In terms of observability, the community has developed the ts-monitor component, which collects node and kernel metrics, and is divided into 19 subcategories and more than 260 items, which can be used with Grafana to comprehensively monitor the running status of openGemini. For example, CPU and memory utilization, write bandwidth, write latency, write concurrency, QPS, and other metrics can be viewed at a glance through the visual interface, so that you can view the running status, optimize database performance, and pinpoint problems at any time.

04 After internal combat test, give back to open source

As a time series database, the most common use cases of openGemini are IoT and O&M monitoring, and it has incomparable advantages in processing massive amounts of data. At the same time, as an internal project of Huawei, openGemini has been tested by "its own family":

HUAWEI CLOUD SRE uses openGemini as the monitoring data storage base and deploys a total of 25 clusters with a maximum cluster size of 70 nodes, successfully withstanding the test of 40 million data writes per second and 50,000 concurrent queries per second.
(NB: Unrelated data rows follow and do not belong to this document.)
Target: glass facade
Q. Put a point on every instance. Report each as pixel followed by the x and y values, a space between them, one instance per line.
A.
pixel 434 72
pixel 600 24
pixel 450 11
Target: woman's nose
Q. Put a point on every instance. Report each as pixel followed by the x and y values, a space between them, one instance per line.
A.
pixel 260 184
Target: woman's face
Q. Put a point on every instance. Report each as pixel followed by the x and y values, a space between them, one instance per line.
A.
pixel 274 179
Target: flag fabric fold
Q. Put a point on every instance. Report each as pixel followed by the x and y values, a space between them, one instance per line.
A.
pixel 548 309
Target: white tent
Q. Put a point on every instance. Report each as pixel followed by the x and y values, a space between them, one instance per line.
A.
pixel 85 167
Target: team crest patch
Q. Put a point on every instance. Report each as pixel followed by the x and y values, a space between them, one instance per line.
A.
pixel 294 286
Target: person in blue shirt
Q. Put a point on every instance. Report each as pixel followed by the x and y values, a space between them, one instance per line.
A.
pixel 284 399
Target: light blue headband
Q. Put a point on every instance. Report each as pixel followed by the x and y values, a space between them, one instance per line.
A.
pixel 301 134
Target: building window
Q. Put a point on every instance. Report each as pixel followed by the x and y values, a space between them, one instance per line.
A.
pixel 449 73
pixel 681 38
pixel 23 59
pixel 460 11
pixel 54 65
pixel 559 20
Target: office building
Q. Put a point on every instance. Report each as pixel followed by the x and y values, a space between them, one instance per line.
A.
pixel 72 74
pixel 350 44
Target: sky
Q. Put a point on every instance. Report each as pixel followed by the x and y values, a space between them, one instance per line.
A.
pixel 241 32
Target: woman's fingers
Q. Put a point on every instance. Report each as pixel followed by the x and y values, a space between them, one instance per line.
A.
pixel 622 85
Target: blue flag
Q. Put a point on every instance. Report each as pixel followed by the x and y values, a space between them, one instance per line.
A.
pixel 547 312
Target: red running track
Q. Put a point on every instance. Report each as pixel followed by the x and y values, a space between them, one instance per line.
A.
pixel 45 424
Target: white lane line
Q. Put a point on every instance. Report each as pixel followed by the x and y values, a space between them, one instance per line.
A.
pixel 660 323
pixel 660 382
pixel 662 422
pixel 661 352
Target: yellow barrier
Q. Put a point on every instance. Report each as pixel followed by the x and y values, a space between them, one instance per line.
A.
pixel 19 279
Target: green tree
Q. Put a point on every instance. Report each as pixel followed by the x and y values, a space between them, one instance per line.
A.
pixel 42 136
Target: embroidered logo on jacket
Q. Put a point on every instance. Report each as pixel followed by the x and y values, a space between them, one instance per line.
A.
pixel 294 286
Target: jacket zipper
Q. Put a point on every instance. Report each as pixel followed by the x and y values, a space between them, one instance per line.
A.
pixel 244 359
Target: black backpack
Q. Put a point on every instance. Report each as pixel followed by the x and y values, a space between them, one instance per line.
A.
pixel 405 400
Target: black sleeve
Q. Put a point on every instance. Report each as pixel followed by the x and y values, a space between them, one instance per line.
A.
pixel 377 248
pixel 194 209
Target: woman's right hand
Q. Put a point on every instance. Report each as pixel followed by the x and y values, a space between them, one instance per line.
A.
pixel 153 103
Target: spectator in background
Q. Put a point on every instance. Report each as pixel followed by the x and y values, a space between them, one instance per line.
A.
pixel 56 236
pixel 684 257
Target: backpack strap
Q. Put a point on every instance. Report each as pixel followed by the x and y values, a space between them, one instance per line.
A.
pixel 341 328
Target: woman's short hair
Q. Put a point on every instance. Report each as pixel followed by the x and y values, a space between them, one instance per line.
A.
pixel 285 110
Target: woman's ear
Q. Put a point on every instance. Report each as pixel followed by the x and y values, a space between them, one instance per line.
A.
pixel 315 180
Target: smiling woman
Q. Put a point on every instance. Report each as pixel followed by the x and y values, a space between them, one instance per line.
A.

Compared with the original solution, the end-to-end latency of the original system is reduced by 50%, CPU resources can be reduced by 68%, memory resources can be reduced by 50%, and hard disk resources can be reduced by more than 90% when carrying the same services.

Since switching to openGemini, HUAWEI CLOUD's industrial IoT platform, the stand-alone version of InfluxDB, is no longer bothered by throughput, with end-to-end and query performance improved by three times, and the number of device access increased to millions.

Xiang Yu introduced that openGemini originated from open source and benefited a lot from the InfluxDB open source project, so adhering to the spirit of open source, all the code of openGemini is open sourced, hoping that more enterprises and developers around the world will benefit from it, and also hope to work with the majority of developers to jointly promote technological innovation and share open source results through an open community platform.

At present, openGemini only has an open source version and cloud services, and does not plan to get involved in offline commercial versions, and is willing to donate to the foundation. At present, there are still many imperfections in the community, and in the future, the community will further enrich the ecological tools of openGemini (such as data migration tools, SDKs, big data ecosystem integration, etc.), visual management interface, and documentation.

"At present, the community's technical planning will generally focus on the three important application scenarios of the Internet of Things, operation and maintenance monitoring, and observability, strengthen the compatibility of related technology ecosystems and the construction of kernel capabilities, and we are starting to demonstrate the next-generation software architecture of openGemini. Xiang Yu said.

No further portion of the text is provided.